A spokesman for the National Security Council, John Ullyot, appeared to broadly confirm the breach, but offered no specifics about which country may have been involved.

“We have been working closely with our agency partners regarding recently discovered activity on government networks,” Ullyot said in a statement Sunday. “The United States government is aware of these reports, and we are taking all necessary steps to identify and remedy any possible issues related to this situation.”

Microsoft said in a blog post late Sunday, “We believe this is nation-state activity at significant scale, aimed at both the government and private sector.”

Representatives from the two departments that were targeted did not immediately respond to NPR’s request for comment.

Speaking in Moscow on Friday, Kremlin spokesman Dmitry Peskov dismissed the allegations.

“Once again, I can reject these accusations and once again I want to remind you that it was President (Vladimir) Putin who proposed that the American side agree and conclude agreements (with Russia) on cyber security,” Peskov said, adding that Washington had ignored the offer.

“As for the rest, if there have been attacks for many months, and the Americans could not do anything about it, it is probably not worth immediately groundlessly blaming the Russians. We didn’t have anything to do with it,” he said.

The hackers are believed to have gotten into the government systems by tampering with software updates from the IT company SolarWinds. The company has government contracts, including with the military and intelligence services, according to Reuters. The attackers are believed to have used a “supply chain attack” method that embeds malicious code into legitimate software updates. The attack focused on the SolarWinds Orion products.

SolarWinds said in a statement that it was aware of its systems experiencing a “highly sophisticated, manual supply chain attack” on specific versions of its Orion platform software released between March and June of this year.

“We have been advised this attack was likely conducted by an outside nation state and intended to be a narrow, extremely targeted, and manually executed attack, as opposed to a broad, system-wide attack,” the company said.

SolarWinds advised users to update to a newer version as soon as possible.

Members of the National Security Council, the Department of Homeland Security, and the FBI are investigating the breach and whether other government systems could have been hacked as well.

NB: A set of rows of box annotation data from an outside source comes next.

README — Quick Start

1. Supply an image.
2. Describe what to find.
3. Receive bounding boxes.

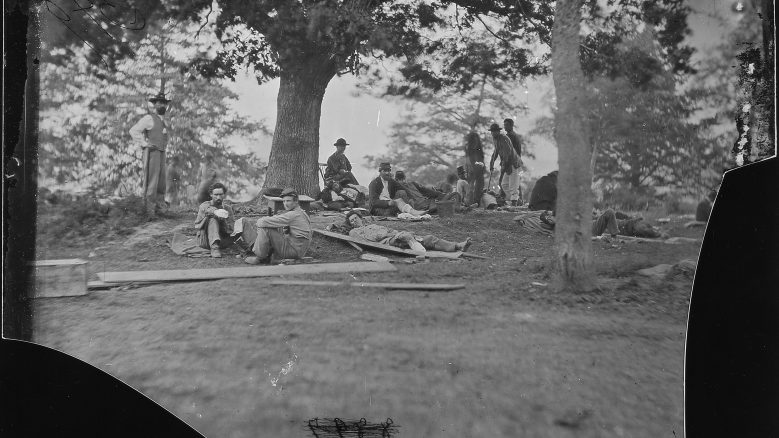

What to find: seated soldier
[316,179,357,211]
[455,166,470,204]
[234,189,312,265]
[395,170,459,214]
[695,190,717,222]
[195,182,235,258]
[368,163,427,216]
[324,138,358,185]
[330,211,471,252]
[528,170,557,210]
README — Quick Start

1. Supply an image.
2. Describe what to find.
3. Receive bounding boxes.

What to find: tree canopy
[39,20,267,198]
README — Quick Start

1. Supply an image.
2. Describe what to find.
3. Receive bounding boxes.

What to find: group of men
[130,91,655,264]
[195,182,471,265]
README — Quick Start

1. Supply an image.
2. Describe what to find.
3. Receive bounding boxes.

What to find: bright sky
[227,0,738,185]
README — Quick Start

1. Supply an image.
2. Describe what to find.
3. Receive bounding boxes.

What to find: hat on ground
[149,90,170,103]
[281,188,298,198]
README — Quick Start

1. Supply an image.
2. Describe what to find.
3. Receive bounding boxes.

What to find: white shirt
[128,114,168,144]
[379,179,392,201]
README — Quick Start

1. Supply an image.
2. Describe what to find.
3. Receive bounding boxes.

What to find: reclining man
[328,211,471,252]
[368,163,427,216]
[515,208,665,239]
[195,182,235,258]
[233,189,312,265]
[316,179,358,211]
[395,170,459,214]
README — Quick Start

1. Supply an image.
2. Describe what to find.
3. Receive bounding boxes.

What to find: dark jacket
[528,174,557,210]
[368,176,403,211]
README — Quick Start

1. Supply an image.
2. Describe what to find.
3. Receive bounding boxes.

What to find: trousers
[143,147,165,208]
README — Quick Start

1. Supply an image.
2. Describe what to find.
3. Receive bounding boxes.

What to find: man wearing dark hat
[465,132,487,208]
[325,138,358,185]
[233,189,312,265]
[503,119,522,205]
[195,182,235,258]
[130,91,170,219]
[490,123,519,205]
[368,163,426,216]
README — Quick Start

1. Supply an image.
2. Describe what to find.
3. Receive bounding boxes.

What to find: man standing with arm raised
[490,123,519,206]
[503,119,522,205]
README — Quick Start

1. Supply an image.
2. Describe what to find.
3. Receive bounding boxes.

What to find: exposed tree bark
[263,58,336,197]
[552,0,596,292]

Overnight, the Cybersecurity and Infrastructure Security Agency (CISA), which is overseen by the Department of Homeland Security, issued an emergency directive calling on all federal civilian agencies to review their networks for signs of the compromise and to disconnect from SolarWinds Orion products immediately.

“The compromise of SolarWinds’ Orion Network Management Products poses unacceptable risks to the security of federal networks,” said CISA Acting Director Brandon Wales in a statement. “Tonight’s directive is intended to mitigate potential compromises within federal civilian networks, and we urge all our partners—in the public and private sectors—to assess their exposure to this compromise and to secure their networks against any exploitation.”

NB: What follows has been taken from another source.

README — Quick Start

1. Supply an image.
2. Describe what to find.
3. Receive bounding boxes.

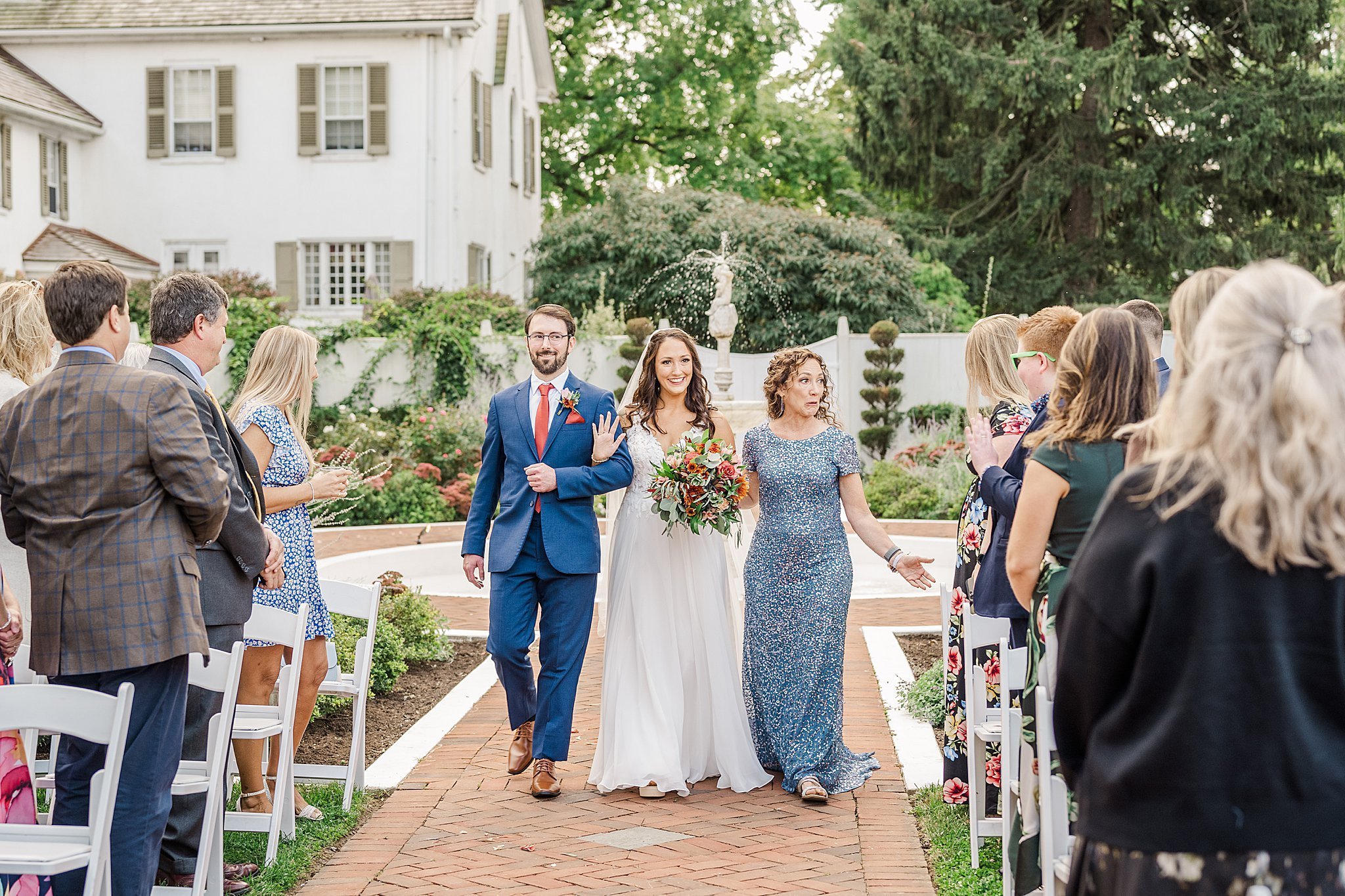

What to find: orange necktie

The agency said in its directive that, “Affected entities should expect further communications from CISA and await guidance before rebuilding from trusted sources utilizing the latest version of the product available.”

News of the breach comes less than a week after an attack into FireEye, a major U.S. cybersecurity company, was made public. The hackers in that attack, also believed to be Russians, stole the company’s key tools used to test vulnerabilities in the computer networks of its customers, which include government agencies.

If government officials are able to confirm the Russian government as the source of the attack, it would be considered the biggest theft of U.S. government data since a breach in 2014 and 2015, the Times reports.

During those earlier breaches, Russian intelligence has been blamed for accessing unclassified email systems at the White House, State Department and the Joint Chiefs of Staff. Russian actors are also responsible for the 2016 hacking of emails from the Democratic National Committee and Hillary Clinton’s presidential campaign. Moscow also denied these earlier allegations.

NPR’s National Security Correspondent Greg Myre contributed to this report.